Carcassman,
A lot of those old in-season run size updates turned out being not so accurate after all. That explains dropping some of them. I think others have been dropped because real-time soft data collection was sacrificed in budget cuts quite a long time ago now. WDFW depends on tribal catch data, and it isn't timely or complete enough to use that way any longer. At least that's what I was told.
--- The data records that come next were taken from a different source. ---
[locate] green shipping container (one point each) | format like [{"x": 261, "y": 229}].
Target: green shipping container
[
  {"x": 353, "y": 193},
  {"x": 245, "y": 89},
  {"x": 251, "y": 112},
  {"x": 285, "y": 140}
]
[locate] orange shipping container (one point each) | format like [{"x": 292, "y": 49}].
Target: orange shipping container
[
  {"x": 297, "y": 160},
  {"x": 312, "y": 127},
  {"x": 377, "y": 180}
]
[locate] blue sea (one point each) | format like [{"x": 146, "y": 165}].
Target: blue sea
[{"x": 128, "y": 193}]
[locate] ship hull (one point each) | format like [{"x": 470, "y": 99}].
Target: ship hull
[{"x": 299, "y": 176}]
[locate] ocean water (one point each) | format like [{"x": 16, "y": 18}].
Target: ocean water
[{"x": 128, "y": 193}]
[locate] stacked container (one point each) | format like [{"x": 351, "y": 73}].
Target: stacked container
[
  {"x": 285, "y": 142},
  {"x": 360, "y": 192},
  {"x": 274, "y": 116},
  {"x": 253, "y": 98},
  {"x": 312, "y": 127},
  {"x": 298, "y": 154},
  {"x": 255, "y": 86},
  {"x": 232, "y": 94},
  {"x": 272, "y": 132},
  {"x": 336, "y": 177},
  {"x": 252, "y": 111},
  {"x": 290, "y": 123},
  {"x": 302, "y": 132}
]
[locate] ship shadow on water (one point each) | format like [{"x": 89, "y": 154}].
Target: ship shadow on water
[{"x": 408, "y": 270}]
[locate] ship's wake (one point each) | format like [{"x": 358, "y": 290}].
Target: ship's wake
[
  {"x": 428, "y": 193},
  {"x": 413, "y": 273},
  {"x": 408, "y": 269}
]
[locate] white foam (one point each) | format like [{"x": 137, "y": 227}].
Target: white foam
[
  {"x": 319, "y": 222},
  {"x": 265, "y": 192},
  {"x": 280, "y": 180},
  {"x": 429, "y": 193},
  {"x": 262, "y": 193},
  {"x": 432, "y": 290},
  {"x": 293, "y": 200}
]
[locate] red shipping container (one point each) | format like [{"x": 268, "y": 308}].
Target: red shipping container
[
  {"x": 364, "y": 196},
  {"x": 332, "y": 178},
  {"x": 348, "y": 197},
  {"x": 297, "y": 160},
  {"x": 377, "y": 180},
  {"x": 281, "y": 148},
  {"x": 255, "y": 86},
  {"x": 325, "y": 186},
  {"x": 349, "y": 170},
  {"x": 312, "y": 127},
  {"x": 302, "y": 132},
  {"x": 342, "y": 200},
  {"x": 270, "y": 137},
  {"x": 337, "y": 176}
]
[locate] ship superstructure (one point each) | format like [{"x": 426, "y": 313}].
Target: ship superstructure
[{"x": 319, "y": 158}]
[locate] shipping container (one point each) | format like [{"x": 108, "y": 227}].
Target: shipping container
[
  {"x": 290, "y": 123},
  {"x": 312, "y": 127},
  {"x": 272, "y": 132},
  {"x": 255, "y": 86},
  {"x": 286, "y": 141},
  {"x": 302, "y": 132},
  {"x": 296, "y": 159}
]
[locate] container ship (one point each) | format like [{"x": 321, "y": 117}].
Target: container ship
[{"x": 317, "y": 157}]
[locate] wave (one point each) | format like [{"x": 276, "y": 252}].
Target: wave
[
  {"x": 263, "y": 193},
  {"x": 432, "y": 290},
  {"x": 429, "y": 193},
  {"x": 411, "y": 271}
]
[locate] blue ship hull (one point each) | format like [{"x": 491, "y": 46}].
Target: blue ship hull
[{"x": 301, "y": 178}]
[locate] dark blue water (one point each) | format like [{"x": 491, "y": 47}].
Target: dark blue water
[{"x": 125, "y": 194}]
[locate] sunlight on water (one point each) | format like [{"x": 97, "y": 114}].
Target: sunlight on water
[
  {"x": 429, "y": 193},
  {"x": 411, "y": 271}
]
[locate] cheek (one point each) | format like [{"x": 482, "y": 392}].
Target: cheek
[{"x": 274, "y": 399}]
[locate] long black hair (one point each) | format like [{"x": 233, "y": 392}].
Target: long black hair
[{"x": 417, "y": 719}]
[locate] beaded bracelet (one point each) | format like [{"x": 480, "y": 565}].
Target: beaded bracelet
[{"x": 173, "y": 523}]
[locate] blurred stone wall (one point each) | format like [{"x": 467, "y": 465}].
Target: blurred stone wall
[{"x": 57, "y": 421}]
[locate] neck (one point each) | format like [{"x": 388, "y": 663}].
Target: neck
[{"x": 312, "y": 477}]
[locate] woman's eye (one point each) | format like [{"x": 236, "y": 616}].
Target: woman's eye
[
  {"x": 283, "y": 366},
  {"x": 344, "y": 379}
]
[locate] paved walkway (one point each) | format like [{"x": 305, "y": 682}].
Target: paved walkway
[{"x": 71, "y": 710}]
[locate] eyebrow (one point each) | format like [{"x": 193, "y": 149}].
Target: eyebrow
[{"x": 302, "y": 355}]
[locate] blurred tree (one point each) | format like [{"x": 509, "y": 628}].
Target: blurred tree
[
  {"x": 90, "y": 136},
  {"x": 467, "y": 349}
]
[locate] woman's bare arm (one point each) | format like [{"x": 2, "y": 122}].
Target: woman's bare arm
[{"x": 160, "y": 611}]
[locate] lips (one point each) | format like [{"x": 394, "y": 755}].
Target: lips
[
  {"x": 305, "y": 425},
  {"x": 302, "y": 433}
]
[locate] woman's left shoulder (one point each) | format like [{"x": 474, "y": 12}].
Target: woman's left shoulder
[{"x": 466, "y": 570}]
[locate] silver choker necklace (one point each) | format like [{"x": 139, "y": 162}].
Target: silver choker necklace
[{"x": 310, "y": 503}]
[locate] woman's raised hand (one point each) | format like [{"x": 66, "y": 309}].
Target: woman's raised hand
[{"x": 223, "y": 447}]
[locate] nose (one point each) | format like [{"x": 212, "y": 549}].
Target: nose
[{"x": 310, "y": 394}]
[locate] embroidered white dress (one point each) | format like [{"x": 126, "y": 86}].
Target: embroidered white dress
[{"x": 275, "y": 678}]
More to the point regarding Baker sockeye in-season updating, you can almost take to the bank that 50% of the run (minus pre-trap catch) enters the Baker trap between July 12 and 15. If reliable river harvest data were available on July 15, the total run size can be very accurately updated.
Camo,
The 1500 sockeye for natural production could all fit in Channel Creek, which was restored for the Forest Service under the Baker license over the last two years. Channel Creek fed the old artificial spawning beaches that were used since 1962 to maintain the Baker sockeye run. PSE built new spawning beaches in the 1990s that were upgraded recently, also as part of project re-licensing. Other natural spawners do tend to spawn along the upper river delta where it enters Baker Lake, and that area is dewatered as the reservoir is drawn down over the winter. The artificial spawning beaches are mitigation for natural spawning that is lost to drawdown, so it's hard to complain about that impact. The issue, if any, is that those spawners are fish that might just as well have been harvested from the fishery harvest managers perspective. They have no love for ecosystem function and marine derived nutrients when it means fewer salmon harvested.